Ascolto le prime tre parole, “Esiste la felicità?” e devo spegnere, non riesco ad andare avanti. Che dire? Quando la parola di una persona vera, proprio come la Parola di Dio, ti tocca nella carne, ti segna. Non ci sono “ma” che tengano.
Eh sì Sergio, la carne: quante volte ne hai parlato, ricordi? È l’umano… quello che citavi sempre perché tu hai sempre sottolineato l’umanità di Dio, il volto della Divina Dolcezza che viene in mezzo agli uomini. Va un po’meglio se riprendo in mano il tuo testamento. Alcune righe ora le cito a memoria.. ok ok, non arrabbiarti Sergio.

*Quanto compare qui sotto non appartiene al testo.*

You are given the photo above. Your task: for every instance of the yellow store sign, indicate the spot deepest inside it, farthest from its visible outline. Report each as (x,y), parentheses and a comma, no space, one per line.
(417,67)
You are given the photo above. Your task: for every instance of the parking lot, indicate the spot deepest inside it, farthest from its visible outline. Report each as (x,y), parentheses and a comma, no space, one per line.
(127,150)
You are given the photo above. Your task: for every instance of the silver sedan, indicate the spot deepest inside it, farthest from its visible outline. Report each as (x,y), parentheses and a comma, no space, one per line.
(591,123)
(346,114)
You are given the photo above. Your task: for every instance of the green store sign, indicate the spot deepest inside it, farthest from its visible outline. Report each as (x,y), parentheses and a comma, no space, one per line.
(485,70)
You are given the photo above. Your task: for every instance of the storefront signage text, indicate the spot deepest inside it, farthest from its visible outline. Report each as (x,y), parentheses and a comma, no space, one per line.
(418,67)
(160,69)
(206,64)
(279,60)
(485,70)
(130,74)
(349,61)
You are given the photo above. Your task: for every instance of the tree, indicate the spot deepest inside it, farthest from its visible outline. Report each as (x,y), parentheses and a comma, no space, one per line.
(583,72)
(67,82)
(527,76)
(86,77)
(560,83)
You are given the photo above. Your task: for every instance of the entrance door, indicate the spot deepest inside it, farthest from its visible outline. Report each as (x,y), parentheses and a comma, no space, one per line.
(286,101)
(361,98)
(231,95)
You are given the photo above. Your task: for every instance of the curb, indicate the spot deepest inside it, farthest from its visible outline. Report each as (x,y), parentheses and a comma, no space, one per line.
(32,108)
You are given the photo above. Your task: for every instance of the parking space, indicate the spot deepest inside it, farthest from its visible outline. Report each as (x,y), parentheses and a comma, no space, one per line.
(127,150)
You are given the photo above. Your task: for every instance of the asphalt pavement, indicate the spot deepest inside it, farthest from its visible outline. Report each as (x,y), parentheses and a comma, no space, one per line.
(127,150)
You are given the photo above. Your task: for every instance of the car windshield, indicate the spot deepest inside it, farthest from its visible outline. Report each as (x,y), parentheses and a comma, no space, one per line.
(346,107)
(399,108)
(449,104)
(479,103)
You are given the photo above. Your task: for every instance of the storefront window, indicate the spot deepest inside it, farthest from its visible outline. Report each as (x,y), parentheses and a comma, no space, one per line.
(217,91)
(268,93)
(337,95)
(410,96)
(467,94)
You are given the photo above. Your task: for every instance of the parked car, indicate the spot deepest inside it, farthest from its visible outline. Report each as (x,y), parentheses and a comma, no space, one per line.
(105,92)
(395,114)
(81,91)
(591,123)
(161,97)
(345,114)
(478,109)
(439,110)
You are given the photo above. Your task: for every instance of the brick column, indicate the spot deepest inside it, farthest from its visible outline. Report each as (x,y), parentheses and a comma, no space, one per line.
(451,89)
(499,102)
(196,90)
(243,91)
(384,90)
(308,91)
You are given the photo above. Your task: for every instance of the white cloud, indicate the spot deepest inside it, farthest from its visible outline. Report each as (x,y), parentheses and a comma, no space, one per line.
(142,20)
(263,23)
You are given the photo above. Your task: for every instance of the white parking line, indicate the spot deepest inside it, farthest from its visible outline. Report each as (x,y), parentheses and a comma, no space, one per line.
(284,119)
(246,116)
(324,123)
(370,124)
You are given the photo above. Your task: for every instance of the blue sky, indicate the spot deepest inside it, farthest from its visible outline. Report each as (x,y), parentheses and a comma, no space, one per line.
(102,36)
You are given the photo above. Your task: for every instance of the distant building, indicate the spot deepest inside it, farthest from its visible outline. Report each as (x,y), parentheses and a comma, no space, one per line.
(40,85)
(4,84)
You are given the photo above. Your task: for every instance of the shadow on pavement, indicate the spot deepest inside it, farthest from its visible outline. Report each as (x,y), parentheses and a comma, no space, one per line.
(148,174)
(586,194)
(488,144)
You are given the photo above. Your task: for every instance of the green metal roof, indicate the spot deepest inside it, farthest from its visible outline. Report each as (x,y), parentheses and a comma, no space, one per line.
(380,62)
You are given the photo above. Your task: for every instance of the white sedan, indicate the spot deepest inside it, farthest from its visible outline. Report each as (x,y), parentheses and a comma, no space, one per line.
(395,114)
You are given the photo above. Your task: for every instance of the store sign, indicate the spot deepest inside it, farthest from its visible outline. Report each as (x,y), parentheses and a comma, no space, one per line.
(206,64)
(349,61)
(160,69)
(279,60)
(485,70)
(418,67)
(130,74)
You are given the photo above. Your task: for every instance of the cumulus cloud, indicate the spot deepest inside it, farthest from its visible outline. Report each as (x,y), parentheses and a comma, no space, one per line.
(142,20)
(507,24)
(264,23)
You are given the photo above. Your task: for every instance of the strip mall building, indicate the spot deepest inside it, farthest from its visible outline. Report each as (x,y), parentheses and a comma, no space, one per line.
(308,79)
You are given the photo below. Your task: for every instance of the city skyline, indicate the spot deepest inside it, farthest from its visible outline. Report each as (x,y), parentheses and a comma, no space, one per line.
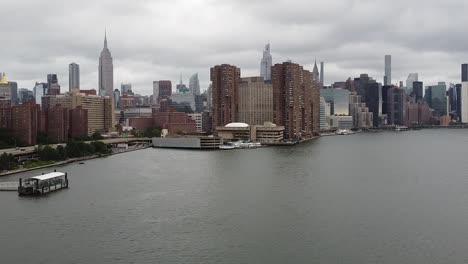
(141,62)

So che sei allergico ad ogni visibilità e avevi chiesto che dei tuoi scritti non fosse pubblicato nulla, ma che venissero lasciati solo per una possibile ricostruzione del cammino che la comunità di Redona ha fatto per attuare il Concilio. Ecco, vedi? Ti sto citando! Scusami, non faccio apposta, ne ho un disperato bisogno. Nel post scriptum hai segnalato che l’unico ingombro che lasciavi erano i libri.

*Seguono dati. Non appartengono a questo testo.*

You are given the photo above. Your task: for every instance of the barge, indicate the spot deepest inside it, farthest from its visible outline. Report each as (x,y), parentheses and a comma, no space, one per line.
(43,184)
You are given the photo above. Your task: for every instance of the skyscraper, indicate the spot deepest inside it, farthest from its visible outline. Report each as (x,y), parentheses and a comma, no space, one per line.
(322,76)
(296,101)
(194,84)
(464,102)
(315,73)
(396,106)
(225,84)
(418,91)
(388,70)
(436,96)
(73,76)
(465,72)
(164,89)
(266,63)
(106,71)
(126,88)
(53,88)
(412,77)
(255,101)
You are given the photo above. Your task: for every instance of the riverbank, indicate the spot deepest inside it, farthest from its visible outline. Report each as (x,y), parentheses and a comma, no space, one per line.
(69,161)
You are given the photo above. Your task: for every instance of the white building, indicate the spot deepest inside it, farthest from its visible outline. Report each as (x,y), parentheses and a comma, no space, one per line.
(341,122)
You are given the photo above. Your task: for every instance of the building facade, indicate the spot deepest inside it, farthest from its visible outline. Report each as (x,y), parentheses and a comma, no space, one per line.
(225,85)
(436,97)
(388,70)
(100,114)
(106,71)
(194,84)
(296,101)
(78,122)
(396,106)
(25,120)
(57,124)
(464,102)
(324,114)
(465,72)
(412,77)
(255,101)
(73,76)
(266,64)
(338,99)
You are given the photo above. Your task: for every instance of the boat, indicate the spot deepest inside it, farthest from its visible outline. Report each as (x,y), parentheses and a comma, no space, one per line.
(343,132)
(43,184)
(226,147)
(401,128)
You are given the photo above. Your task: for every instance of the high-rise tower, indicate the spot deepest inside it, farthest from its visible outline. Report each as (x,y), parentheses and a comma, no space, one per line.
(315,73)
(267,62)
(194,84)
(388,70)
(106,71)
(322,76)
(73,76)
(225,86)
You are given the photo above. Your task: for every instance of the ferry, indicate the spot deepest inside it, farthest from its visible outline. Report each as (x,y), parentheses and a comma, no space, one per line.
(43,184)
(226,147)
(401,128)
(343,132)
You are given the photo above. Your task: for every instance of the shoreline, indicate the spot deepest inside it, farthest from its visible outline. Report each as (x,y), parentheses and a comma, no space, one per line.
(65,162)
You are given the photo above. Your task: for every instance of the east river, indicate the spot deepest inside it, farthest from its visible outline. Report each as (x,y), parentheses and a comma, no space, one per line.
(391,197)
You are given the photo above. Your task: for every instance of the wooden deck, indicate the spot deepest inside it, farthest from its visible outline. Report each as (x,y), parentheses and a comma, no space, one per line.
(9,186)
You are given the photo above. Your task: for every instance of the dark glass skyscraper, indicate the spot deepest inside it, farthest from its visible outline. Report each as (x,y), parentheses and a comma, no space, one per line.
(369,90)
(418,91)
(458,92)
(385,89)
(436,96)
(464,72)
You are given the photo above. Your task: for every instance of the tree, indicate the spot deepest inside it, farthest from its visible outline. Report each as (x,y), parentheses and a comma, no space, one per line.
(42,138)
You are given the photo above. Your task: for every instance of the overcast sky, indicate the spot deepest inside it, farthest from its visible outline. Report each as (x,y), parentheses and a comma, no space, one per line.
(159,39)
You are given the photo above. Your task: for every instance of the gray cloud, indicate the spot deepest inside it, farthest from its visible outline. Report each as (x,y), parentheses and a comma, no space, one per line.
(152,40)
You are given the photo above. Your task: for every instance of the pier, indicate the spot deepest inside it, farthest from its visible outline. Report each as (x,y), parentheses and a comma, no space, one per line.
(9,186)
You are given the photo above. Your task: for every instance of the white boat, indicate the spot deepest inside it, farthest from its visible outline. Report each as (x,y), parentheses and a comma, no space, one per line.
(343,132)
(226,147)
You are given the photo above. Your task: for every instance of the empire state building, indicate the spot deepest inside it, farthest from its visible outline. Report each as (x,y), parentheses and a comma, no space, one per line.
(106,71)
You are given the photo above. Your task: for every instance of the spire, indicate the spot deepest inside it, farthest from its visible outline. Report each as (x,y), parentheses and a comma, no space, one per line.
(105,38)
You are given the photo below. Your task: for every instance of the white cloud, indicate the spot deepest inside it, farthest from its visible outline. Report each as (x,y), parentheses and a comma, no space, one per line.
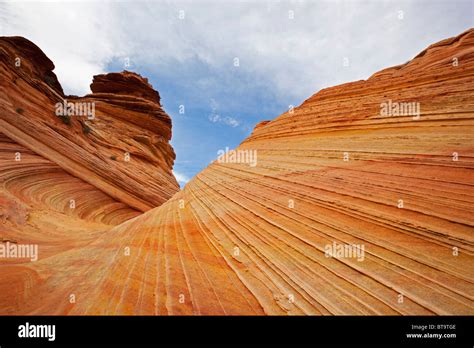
(294,57)
(181,178)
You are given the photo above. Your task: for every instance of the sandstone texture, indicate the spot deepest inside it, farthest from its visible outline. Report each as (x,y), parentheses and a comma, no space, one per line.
(242,239)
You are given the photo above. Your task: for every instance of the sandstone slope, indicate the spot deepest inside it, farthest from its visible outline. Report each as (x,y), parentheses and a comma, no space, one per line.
(240,239)
(123,151)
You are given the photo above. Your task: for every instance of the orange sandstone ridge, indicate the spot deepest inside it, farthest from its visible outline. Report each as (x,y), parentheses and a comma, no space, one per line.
(338,172)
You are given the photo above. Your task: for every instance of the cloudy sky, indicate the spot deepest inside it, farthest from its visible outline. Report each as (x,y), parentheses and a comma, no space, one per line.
(230,64)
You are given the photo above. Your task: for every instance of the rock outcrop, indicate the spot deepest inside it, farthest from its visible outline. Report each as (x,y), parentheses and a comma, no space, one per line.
(116,139)
(359,201)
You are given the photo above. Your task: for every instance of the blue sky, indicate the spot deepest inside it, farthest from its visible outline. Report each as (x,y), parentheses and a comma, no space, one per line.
(287,51)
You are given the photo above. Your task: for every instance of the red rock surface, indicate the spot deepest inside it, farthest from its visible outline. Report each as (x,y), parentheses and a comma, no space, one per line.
(251,240)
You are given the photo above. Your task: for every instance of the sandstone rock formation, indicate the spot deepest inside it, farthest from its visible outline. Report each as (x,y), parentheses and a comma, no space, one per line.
(122,150)
(336,171)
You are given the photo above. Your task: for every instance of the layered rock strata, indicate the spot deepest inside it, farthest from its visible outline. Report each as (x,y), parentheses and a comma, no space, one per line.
(353,207)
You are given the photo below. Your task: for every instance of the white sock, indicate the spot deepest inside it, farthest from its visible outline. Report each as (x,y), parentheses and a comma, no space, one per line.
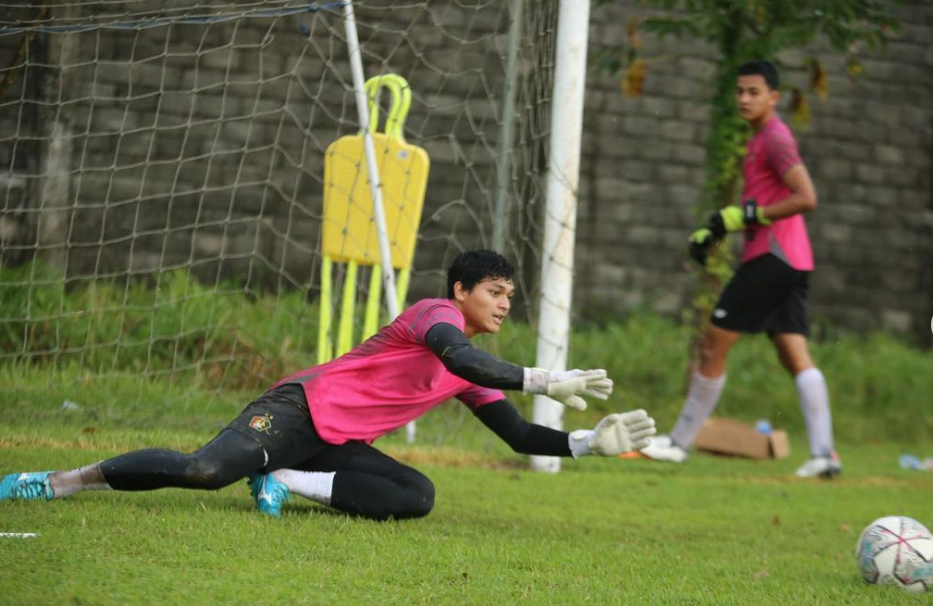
(814,402)
(314,485)
(701,400)
(66,483)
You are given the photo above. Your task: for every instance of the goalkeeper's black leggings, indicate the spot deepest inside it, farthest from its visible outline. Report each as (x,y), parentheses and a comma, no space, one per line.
(367,482)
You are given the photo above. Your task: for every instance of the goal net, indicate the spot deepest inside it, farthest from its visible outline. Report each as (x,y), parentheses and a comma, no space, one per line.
(162,178)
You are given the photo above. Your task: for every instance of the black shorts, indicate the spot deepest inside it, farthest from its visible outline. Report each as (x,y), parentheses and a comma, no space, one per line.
(765,295)
(279,420)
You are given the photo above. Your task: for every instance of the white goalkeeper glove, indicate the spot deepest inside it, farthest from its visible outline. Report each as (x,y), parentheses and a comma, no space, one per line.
(566,386)
(614,435)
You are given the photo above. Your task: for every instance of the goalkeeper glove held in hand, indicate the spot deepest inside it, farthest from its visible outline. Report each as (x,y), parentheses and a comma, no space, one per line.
(616,434)
(567,386)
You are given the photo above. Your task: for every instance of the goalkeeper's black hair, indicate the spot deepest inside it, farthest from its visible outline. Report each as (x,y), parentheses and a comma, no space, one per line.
(762,68)
(474,266)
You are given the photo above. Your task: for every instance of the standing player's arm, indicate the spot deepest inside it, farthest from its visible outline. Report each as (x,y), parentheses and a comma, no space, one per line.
(458,355)
(801,200)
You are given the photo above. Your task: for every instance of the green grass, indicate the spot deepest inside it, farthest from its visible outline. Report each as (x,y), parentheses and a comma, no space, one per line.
(170,366)
(714,531)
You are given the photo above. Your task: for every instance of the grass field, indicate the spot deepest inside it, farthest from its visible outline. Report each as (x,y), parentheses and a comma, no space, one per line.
(714,531)
(176,364)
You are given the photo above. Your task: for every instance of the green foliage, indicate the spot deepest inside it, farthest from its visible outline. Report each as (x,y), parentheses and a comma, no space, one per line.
(176,326)
(152,348)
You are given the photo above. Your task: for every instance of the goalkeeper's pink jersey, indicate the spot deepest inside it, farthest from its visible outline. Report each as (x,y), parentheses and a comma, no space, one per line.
(387,381)
(771,153)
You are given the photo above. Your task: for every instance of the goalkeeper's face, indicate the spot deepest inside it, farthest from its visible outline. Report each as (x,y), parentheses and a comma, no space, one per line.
(485,306)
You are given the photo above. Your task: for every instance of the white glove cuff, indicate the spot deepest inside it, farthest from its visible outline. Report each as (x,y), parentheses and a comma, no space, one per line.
(579,442)
(535,381)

Ti ricordi Sergio quando ti ho portato l’invito alla prima Messa? Io sono della parrocchia di Santa Caterina, ma avevo fatto la catechesi e i sacramenti con i miei compagni di scuola a Redona. La prima eucarestia che ho ricevuto, quell’Eucarestia che oggi celebro anch’io, l’ho ricevuta da te. E chi la dimentica? Dicevo che, portandoti l’invito, mi dicesti subito che non ti era possibile partecipare a causa di un impegno. E poi, che mi dicesti? “Alberto, mi raccomando, dove andrai in parrocchia porta quel che serve. Se dimentichi qualcosa non fa niente, ma non dimenticarti di portare i libri!”.

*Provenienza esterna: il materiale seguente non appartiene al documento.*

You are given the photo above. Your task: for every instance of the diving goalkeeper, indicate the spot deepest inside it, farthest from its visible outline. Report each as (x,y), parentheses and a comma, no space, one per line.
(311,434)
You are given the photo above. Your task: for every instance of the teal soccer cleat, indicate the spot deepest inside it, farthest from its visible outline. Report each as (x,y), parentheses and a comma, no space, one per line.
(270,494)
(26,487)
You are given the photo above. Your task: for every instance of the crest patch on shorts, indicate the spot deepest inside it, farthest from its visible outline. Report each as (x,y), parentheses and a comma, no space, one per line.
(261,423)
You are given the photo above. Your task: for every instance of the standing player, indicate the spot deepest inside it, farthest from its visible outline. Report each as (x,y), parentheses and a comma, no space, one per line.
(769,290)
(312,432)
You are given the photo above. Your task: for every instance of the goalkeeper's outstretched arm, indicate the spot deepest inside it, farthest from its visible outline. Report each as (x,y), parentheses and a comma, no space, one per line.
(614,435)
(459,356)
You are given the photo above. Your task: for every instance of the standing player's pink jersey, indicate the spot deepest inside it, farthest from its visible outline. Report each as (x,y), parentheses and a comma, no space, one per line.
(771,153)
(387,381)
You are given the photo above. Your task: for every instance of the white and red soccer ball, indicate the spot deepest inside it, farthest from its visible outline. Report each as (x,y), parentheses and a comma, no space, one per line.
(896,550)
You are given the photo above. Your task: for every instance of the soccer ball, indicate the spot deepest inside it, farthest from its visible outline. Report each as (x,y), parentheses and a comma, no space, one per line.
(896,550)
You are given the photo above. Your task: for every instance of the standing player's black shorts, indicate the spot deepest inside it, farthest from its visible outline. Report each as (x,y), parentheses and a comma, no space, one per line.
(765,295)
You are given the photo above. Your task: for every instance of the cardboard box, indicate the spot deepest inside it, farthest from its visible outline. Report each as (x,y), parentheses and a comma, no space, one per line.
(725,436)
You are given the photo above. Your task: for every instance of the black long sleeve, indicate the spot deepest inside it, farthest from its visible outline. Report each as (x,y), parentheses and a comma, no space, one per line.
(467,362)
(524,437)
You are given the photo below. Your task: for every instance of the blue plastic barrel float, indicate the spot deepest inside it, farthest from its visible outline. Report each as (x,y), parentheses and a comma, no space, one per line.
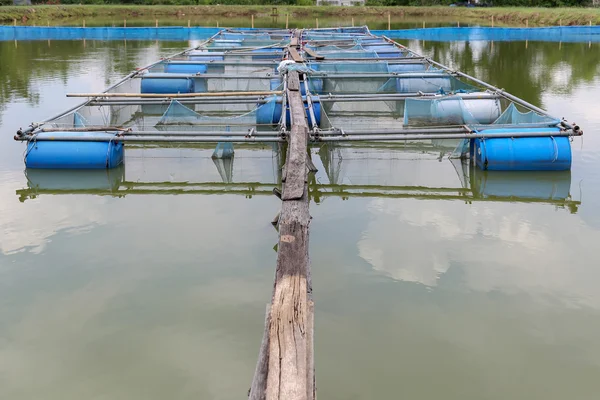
(163,84)
(523,153)
(175,67)
(55,151)
(270,112)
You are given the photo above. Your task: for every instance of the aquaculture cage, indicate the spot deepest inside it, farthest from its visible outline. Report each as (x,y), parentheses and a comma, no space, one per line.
(354,86)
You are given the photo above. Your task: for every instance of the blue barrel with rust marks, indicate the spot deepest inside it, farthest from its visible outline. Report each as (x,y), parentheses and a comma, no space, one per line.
(270,113)
(163,84)
(523,153)
(53,150)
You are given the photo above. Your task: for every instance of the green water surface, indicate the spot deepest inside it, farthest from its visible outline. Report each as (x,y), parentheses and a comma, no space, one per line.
(430,281)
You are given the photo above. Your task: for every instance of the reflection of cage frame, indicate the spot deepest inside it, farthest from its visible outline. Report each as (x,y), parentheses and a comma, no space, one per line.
(351,81)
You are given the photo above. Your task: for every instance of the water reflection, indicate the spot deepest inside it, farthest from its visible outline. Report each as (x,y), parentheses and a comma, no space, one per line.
(526,69)
(424,270)
(346,171)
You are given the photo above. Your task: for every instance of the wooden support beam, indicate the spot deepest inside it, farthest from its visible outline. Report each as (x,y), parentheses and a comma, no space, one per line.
(285,369)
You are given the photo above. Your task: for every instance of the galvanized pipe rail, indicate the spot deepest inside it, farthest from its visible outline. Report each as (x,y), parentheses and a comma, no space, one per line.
(36,125)
(261,99)
(316,75)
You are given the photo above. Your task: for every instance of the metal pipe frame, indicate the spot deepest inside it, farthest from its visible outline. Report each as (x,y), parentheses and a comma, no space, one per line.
(484,84)
(275,62)
(156,139)
(225,137)
(406,75)
(480,135)
(330,98)
(34,126)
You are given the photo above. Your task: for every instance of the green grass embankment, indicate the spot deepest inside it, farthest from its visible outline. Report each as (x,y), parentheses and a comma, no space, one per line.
(506,15)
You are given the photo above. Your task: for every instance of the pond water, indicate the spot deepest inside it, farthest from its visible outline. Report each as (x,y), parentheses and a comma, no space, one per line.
(429,281)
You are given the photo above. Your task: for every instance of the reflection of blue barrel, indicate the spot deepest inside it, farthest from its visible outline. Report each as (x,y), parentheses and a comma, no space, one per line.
(154,83)
(74,180)
(270,112)
(542,185)
(63,154)
(523,154)
(175,67)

Ho cercato di seguire il tuo consiglio Sergio, di coniugare la pastorale con la mia gente con la lettura e lo studio, perché anche la lettura e lo studio divenissero forma ordinaria del mio voler bene alla gente. Il tutto vissuto nella preghiera, perché è lì che la Divina Dolcezza viene presso ciascuno di noi. Con tanta fatica, ma con maggior riconoscenza e affetto, rileggo le ultime righe del tuo testamento, che voglio donare a tutti quelli che leggeranno queste mie poche righe confuse, “buttate giù” di getto ma col cuore:
Ho tanta voglia di vedere il Signore, di incontrarlo. Sono curioso di vedere che cosa saprà darmi di più di quanto mi ha già dato in questa vita. Sono emozionato nel pensare a che cosa vorrà dire per me vivere accanto a lui! Ho voglia di ritrovare alcune persone il cui distacco mi ha lacerato. Ho voglia di ritrovare la bellezza di questo mondo che abbandono con tanta nostalgia.
Va bene Sergio, la smetto. Però lasciami dire che ci manchi, questo sì. Continua a guardarci, per favore. Ti saluto, ora. Il caro amico don Alberto, tuo amicissimo, salutando qui a Grumello la nostra signorina Eusebia, concluse così il suo testo: “Arrivederci Eusebia, arrivederci”. Ecco, ti saluto così anch’io, oggi: “Arrivederci Sergio, arrivederci!”